Michalski: Polizeibeamte sollten die Mental Health First Aid Ausbildung absolvieren – eine Ausbildung zum Ersthelfer für psychische Ausnahmesituationen. In der lernen sie die Diagnosen der psychischen Erkrankungen kennen und wie man damit umgeht. So verstehen sie besser, was eine Angststörung oder Psychose für den Patienten bedeutet. Zudem lernen sie, wie sie deeskalierend einwirken können. Bei einem in eine Psychose geratenen Patienten zum Besipiel sollte man beruhigend auf ihn einreden, nicht gleich mit der Pistole auf ihn zielen – außer natürlich wenn der Polizist bedroht wird.

Wo sehen Sie weitere Lücken und Bedarfe in der psychiatrischen Versorgung?

Michalski: Das System muss grundlegend reformiert werden. Man kommt in die Psychiatrie, sitzt einem Arzt gegenüber, der nicht mit einem spricht, sondern mit Informationen zuschüttet, die man gar nicht aufnehmen kann. Medikamente werden überdosiert verabreicht, Behandlungspläne über den Kopf der Patienten erstellt. Viele Patienten geraten in einen Drehtür-Effekt, müssen also kurz nach der Einlassung bereits wieder stationär behandelt werden.

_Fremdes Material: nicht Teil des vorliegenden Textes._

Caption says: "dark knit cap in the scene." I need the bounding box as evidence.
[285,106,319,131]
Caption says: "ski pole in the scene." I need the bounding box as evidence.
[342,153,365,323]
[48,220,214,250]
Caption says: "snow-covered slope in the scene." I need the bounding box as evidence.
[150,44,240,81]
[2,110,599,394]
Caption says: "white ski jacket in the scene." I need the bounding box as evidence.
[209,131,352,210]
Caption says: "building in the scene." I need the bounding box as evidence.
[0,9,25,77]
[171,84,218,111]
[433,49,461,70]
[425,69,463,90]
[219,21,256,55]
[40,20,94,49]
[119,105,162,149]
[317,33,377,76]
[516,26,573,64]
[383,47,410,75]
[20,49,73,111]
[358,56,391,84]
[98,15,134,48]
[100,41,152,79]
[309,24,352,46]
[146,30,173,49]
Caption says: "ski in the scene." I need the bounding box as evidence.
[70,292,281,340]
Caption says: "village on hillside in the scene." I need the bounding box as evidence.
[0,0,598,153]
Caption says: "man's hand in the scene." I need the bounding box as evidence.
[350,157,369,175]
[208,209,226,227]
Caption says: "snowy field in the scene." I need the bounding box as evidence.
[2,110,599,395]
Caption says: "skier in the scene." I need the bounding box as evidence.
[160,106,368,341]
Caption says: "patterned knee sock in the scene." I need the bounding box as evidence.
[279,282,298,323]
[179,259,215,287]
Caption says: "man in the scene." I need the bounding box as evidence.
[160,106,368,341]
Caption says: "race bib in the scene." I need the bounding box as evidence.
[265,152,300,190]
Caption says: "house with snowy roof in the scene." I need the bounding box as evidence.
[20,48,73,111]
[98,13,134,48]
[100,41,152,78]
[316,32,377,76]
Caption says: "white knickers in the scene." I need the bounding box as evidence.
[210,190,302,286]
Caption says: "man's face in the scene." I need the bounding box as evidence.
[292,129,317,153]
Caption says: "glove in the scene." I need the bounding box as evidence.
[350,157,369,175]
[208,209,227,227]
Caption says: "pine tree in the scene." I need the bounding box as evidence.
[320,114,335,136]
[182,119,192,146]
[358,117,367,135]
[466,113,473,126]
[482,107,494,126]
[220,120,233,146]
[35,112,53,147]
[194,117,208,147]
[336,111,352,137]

Gehen Sie mit der Psychiatrie nicht zu hart ins Gericht?

Michalski: Das sind meine persönlichen Erfahrungen. Es sollte wieder der Soteria-Gedanke in die Psychiatrie einfließen: wohnliche Atmosphäre und vertrauensvolle Beziehungen, Einbeziehung der Angehörigen, Unterstützung durch die therapeutische Gemeinschaft – und das alles mit möglichst geringer Medikation.

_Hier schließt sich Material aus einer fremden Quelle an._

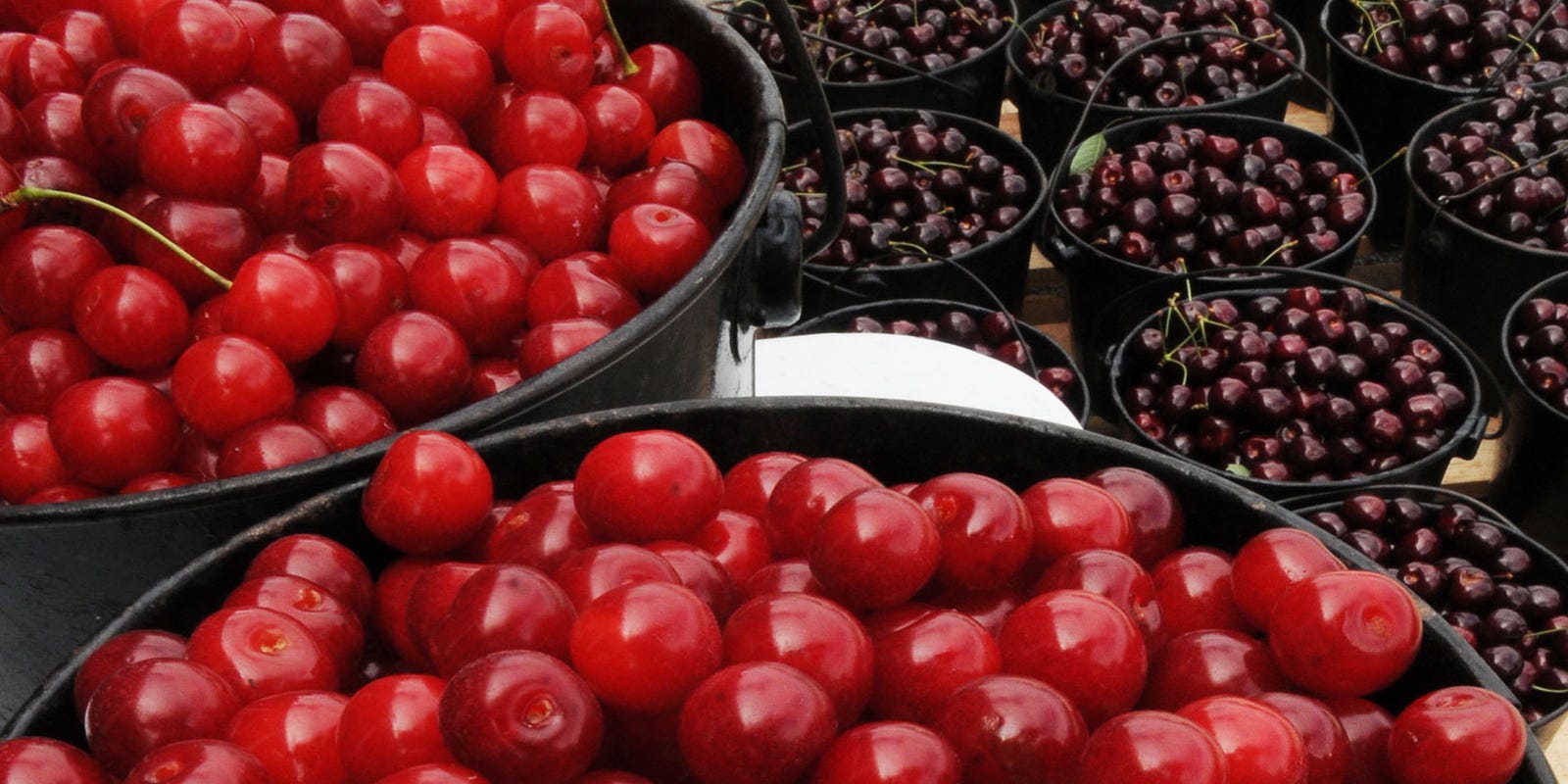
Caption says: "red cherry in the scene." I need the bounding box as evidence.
[610,204,711,296]
[502,3,594,99]
[171,334,295,439]
[361,429,492,554]
[49,376,180,488]
[441,651,604,782]
[355,311,470,426]
[397,139,500,240]
[381,25,496,122]
[223,692,348,784]
[677,662,840,784]
[621,42,703,127]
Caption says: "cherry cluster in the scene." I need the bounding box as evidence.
[1019,0,1294,108]
[1307,494,1568,721]
[1508,296,1568,413]
[1339,0,1568,88]
[1054,123,1367,271]
[731,0,1013,81]
[1409,84,1568,253]
[0,429,1527,784]
[0,0,747,504]
[1119,287,1469,481]
[779,112,1040,267]
[845,311,1082,402]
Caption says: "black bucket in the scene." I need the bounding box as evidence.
[1040,115,1378,411]
[1107,270,1493,499]
[0,0,834,721]
[786,108,1046,318]
[1280,483,1568,737]
[1319,0,1505,245]
[1487,272,1568,554]
[782,300,1090,425]
[737,0,1017,125]
[0,398,1554,784]
[1006,0,1311,184]
[1400,99,1568,384]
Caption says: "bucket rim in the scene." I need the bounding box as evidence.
[1040,112,1378,279]
[786,107,1049,274]
[1400,96,1568,264]
[1499,271,1568,428]
[1107,285,1488,499]
[0,0,787,527]
[1006,0,1307,120]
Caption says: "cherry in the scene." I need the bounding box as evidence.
[223,692,348,784]
[677,662,834,784]
[441,651,604,784]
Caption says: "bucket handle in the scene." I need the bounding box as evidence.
[1048,26,1373,199]
[753,0,849,259]
[1092,269,1510,442]
[1280,483,1519,531]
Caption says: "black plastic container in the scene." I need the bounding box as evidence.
[784,300,1090,425]
[1319,0,1484,245]
[0,0,821,721]
[1400,99,1568,384]
[1487,272,1568,554]
[756,0,1017,125]
[1040,115,1378,398]
[1280,484,1568,734]
[0,398,1554,784]
[1107,270,1490,499]
[786,108,1046,318]
[1006,0,1311,183]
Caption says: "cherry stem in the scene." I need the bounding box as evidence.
[0,185,233,292]
[599,0,640,76]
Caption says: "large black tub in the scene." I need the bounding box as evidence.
[0,398,1554,784]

Und wie ist Ihr Blick auf die Psychiatrie, Herr Rahman? 

Rahmann: Meiner Erfahrung nach ist Psychiatrie leider oft ein Ort, an dem man wenig ernst genommen wird, sobald eine Diagnose im Raum steht. Zudem wird an den Einrichtungen gespart. Es ist belegbar, dass Krankenhäuser mit weniger Personal mehr Zwangsmaßnahmen durchführen, wie das Versorgungsbarometer Psychiatrie von Verdi beispielsweise 2019 zeigte. 

Klingt abschreckend.

Rahmann: Wir leben in einer Gesellschaft, in der es kranken Menschen in therapeutischen Einrichtungen nicht zu gut gehen darf. Wichtiger ist, dass sie sich rasch wieder in die Lohnarbeit begeben. Wäre die Psychiatrie ein Ort, an dem es Menschen gut ginge, und der keine Abschreckungsfunktion hätte, dann wären mehr Betroffene bereit, sich klinisch behandeln zu lassen.

Wie sieht Ihre Vision für die Zukunft aus?

Rahmann: Dass die Mad-Pride-Bewegung wächst und gesellschaftlich Druck macht. Etwa um eine stärkere Sichtbarkeit und Einbindung von Psychiatrieerfahrenen in therapeutische Konzepte durchzusetzen. Sie sollten darin als Experten aus Erfahrung auch Kontroll- und Entscheidungsbefugnis haben – wie beim Berliner "Weglaufhaus". Das ist eine Zuflucht für Menschen, die Psychiatrisierung ablehnen und sich einen selbstbestimmten Umgang mit ihren Krisen wünschen.

Michalski: Wir müssen Hürden abbauen, anstatt Misstrauen zu schüren. Eine Forderung, wie die vom Generalsekretär der CDU Carsten Linnemann, Register für psychisch kranke Straftäter anzulegen, ist undemokratisch und gefährlich. Ich halte es mit der Autorin und Bildhauerin Dorothea Buck, die in der NS-Diktatur zwangssterilisiert wurde und sich ab den 1960er-Jahren stark in der Bewegung Psychiatrie-Erfahrener engagiert hat. Es war ihre Überzeugung, dass man nicht über, sondern stets mit den Betroffenen sprechen soll. Das gilt es zu kultivieren.


Die Mad Pride Parade Stuttgart startet am Samstag, den 11. Oktober um 13.30 Uhr in der Lautenschlagerstraße. Abschluss ist ab 15.15 Uhr auf dem Marktplatz mit Reden und Live-Musik. Um 16.30 Uhr geht es in der CVJM-Halle (Büchsenstraße 37) weiter mit Musik, Theater und einer Podiumdiskussion. Thema: "Tragen Medien aktuell zur Diskriminierung von Menschen mit psychischer Erkrankung bei?" Dabei sind die Journalistinnen Lea de Gregorio, Nina Ayerle sowie der Autor Cordt Winkler. 

Transparenzhinweis: Thomas Rahmann hat vor fünf Jahren ein Praktikum bei Kontext gemacht und schrieb anschließend als freier Autor für Kontext.